Writing for Vox, Eric Levitz makes clear that “The reality is if all registered voters had turned out, then Donald Trump would’ve won the popular vote by 5 points [instead of 1.7 points]. So, I think that a ‘we need to turn up the temperature and mobilize everyone’ strategy would’ve made things worse.”

This is but one stunning conclusion Levitz arrived at after interviewing David Shor, who Levitz hails as maybe “the most influential data scientist in the Democratic Party”:

The Democratic firm Blue Rose Research recently synthesized such data into a unified account of Kamala Harris’s defeat. (Blue Rose Research did ad testing for Future Forward, the largest PAC supporting Harris, which had disputes on strategy with the campaign itself.) Its analysis will command a lot of attention. Few pollsters boast a larger data set than Blue Rose — the company conducted 26 million voter interviews in 2024. And the firm’s leader, David Shor, might be the most influential data scientist in the Democratic Party.

Shor presented Levitz with a ton of fascinating that should come as not just a bitter pill for Democrats, but a whole bottle full of them.. Levitz writes:

The reality is that these things always tend to move in the same direction — parties that lose ground with swing voters tend to simultaneously see worse turnout. And for a simple reason. There were a lot of Democratic voters who were angry at their party last year. And they were mostly moderate and conservative Democrats angry about the cost of living and other issues. And even though they couldn’t bring themselves to vote for a Republican, a lot of them stayed home. But basically, their complaints were very similar to those of Biden voters who flipped to Trump.

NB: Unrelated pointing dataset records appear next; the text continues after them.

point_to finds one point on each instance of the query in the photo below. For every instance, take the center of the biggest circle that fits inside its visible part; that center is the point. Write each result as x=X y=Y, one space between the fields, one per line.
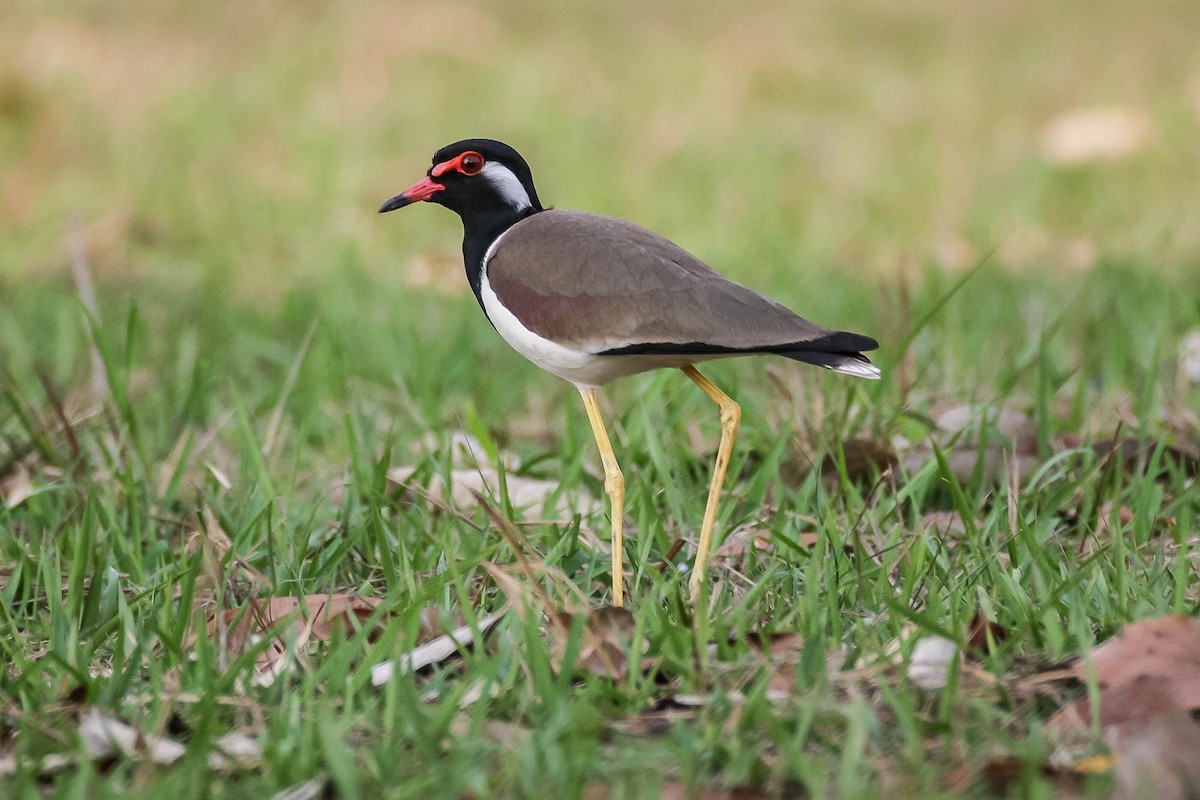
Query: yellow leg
x=615 y=486
x=731 y=414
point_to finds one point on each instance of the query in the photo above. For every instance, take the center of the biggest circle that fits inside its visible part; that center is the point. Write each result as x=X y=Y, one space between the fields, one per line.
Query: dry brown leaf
x=865 y=461
x=436 y=650
x=1149 y=681
x=1161 y=761
x=607 y=638
x=105 y=737
x=1189 y=358
x=1087 y=134
x=510 y=734
x=1167 y=648
x=527 y=494
x=313 y=617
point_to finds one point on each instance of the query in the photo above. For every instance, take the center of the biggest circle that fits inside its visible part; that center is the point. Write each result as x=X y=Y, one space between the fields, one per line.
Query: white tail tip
x=858 y=368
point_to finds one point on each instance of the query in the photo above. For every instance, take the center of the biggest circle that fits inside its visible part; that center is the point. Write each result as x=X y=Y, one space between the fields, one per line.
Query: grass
x=273 y=348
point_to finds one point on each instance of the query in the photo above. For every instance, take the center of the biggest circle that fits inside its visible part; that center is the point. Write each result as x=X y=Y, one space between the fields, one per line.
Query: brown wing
x=604 y=284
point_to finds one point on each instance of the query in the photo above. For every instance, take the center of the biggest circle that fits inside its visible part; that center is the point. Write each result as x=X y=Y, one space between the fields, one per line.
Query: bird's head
x=474 y=176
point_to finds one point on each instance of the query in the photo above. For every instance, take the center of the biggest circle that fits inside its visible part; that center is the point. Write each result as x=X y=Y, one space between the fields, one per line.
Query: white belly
x=580 y=367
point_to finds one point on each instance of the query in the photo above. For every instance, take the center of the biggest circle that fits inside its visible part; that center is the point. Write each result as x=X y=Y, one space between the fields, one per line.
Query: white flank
x=858 y=370
x=575 y=366
x=508 y=185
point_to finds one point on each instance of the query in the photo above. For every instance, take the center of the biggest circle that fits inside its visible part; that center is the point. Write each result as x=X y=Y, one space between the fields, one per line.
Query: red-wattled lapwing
x=591 y=299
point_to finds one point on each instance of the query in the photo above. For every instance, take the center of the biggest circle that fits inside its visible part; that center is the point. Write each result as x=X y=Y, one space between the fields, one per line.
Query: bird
x=591 y=299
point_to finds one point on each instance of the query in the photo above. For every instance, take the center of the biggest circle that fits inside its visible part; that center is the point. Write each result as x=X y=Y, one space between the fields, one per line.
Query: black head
x=474 y=176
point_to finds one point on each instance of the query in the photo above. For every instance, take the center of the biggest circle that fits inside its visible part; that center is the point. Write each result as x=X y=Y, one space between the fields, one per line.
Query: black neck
x=479 y=230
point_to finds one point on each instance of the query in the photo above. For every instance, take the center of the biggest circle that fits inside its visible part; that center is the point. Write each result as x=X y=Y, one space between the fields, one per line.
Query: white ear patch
x=508 y=185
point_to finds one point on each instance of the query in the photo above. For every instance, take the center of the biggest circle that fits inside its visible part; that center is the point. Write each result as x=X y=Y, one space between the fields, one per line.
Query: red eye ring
x=471 y=163
x=468 y=163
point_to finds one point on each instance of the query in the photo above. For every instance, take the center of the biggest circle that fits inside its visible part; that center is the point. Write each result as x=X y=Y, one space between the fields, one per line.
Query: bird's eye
x=471 y=163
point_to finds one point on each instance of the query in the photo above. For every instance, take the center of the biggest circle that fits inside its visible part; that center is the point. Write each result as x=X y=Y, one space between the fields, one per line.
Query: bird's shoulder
x=553 y=250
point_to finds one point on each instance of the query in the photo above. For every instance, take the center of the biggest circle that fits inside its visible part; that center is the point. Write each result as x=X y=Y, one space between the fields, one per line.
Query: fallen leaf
x=990 y=441
x=105 y=737
x=527 y=494
x=1165 y=648
x=436 y=650
x=931 y=660
x=1189 y=358
x=607 y=637
x=865 y=461
x=1089 y=134
x=293 y=620
x=1161 y=761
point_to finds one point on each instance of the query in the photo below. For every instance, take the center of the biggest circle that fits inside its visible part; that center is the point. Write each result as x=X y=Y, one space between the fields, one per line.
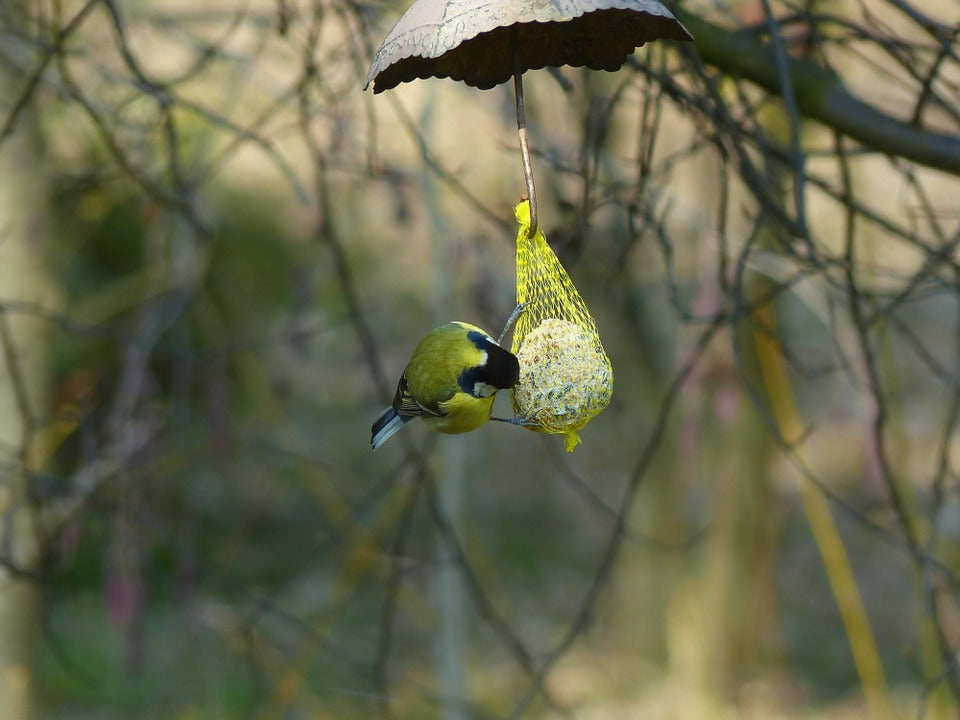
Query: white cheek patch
x=483 y=390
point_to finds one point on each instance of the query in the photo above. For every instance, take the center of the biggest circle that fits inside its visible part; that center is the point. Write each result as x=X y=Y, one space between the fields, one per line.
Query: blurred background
x=217 y=254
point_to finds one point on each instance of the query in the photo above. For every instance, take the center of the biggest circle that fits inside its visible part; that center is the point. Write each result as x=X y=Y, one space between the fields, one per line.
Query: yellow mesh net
x=565 y=376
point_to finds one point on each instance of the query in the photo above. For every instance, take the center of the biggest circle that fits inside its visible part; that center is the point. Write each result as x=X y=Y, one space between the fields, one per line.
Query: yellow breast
x=461 y=413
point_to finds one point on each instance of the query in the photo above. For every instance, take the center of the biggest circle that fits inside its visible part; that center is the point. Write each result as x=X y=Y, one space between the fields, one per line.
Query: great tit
x=450 y=382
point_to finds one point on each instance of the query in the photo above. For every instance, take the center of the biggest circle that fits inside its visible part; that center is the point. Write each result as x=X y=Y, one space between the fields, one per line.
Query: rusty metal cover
x=472 y=40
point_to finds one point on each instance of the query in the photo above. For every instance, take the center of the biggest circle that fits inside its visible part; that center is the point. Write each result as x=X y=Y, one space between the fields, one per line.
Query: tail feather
x=385 y=426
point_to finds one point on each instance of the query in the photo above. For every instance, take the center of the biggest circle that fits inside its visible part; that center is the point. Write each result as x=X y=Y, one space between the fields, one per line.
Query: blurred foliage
x=246 y=248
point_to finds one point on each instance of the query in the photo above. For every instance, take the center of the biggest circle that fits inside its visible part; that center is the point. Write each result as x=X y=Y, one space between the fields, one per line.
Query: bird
x=450 y=382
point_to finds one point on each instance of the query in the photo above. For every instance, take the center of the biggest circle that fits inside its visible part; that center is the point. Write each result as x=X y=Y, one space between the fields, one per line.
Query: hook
x=522 y=132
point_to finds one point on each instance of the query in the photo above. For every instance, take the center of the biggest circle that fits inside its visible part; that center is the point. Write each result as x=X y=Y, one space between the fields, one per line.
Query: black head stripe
x=501 y=370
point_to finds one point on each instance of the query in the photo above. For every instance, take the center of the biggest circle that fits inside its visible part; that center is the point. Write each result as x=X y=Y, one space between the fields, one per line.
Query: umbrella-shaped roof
x=475 y=40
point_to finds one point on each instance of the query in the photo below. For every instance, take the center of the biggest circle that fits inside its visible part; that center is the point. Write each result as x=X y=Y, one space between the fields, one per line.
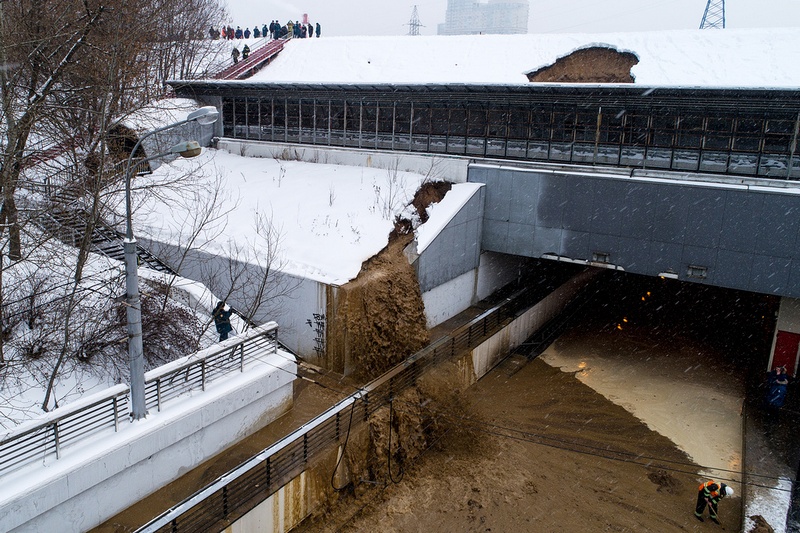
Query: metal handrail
x=70 y=426
x=235 y=493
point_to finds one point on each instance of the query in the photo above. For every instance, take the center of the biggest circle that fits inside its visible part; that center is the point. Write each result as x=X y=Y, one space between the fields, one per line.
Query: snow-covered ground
x=688 y=58
x=330 y=218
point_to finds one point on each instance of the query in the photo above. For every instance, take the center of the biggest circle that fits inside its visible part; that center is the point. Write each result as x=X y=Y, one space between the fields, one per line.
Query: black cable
x=344 y=449
x=389 y=452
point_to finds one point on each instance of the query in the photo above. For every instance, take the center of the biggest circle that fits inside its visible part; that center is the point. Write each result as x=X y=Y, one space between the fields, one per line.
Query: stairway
x=258 y=57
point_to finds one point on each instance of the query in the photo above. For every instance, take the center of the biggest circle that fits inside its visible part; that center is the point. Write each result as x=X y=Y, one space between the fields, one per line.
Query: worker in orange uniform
x=708 y=495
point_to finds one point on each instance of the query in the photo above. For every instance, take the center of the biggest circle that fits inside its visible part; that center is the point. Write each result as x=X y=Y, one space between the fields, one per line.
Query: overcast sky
x=391 y=17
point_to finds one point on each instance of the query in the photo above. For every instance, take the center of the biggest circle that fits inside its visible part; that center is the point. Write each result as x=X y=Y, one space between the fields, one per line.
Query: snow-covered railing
x=235 y=493
x=49 y=437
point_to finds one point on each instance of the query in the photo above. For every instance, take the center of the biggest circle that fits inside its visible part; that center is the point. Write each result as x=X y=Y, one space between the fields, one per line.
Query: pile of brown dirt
x=430 y=192
x=536 y=459
x=380 y=316
x=589 y=65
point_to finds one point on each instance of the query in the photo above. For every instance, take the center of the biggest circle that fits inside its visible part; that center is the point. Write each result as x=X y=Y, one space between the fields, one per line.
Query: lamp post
x=204 y=116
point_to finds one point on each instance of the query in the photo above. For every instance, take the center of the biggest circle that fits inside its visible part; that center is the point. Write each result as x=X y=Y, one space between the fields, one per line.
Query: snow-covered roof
x=709 y=58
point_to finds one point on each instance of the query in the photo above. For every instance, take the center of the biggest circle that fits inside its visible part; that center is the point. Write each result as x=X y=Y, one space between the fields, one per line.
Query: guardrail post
x=116 y=413
x=56 y=439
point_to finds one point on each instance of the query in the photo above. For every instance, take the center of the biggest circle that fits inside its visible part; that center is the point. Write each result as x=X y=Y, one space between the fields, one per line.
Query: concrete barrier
x=82 y=491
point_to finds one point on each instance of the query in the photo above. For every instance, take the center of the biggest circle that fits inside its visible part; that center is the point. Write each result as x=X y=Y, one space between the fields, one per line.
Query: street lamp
x=204 y=116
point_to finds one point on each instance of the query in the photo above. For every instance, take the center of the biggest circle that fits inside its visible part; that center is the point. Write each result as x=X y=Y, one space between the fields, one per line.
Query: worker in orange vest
x=708 y=495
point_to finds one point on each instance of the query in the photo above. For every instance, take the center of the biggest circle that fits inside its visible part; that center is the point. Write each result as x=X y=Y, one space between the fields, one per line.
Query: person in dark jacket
x=222 y=320
x=777 y=383
x=708 y=495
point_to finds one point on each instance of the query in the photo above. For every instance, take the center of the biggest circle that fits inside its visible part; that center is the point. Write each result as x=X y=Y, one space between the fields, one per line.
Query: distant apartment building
x=469 y=17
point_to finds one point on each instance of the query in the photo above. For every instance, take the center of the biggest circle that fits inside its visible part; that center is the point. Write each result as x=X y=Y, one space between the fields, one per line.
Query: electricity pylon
x=714 y=16
x=414 y=24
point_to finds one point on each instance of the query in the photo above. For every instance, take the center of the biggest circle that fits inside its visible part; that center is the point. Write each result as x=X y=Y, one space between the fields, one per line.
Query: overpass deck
x=741 y=132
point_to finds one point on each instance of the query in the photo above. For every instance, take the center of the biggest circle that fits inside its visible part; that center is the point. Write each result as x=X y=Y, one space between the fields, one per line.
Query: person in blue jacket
x=222 y=320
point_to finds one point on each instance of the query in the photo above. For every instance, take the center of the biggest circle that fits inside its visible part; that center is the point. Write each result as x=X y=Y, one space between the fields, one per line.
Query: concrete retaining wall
x=439 y=167
x=306 y=493
x=485 y=356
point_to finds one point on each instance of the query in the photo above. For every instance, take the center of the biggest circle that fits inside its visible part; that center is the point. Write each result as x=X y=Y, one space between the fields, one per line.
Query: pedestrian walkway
x=260 y=56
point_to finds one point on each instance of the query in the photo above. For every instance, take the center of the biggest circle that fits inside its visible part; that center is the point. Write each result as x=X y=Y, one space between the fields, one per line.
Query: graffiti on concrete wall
x=317 y=323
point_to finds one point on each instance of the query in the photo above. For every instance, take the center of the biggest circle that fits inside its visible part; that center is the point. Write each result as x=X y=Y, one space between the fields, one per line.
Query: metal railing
x=237 y=492
x=70 y=426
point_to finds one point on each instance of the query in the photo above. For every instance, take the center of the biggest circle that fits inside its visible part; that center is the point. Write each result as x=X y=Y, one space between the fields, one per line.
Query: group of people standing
x=274 y=31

The reality is if all registered voters had turned out, then Donald Trump would’ve won the popular vote by 5 points [instead of 1.7 points]. So, I think that a “we need to turn up the temperature and mobilize everyone” strategy would’ve made things worse.

Screenshot from Vox.com

The interview offers insight from a Democratic pollster’s point of view, and also included the finding that TikTok consumers trended Republican.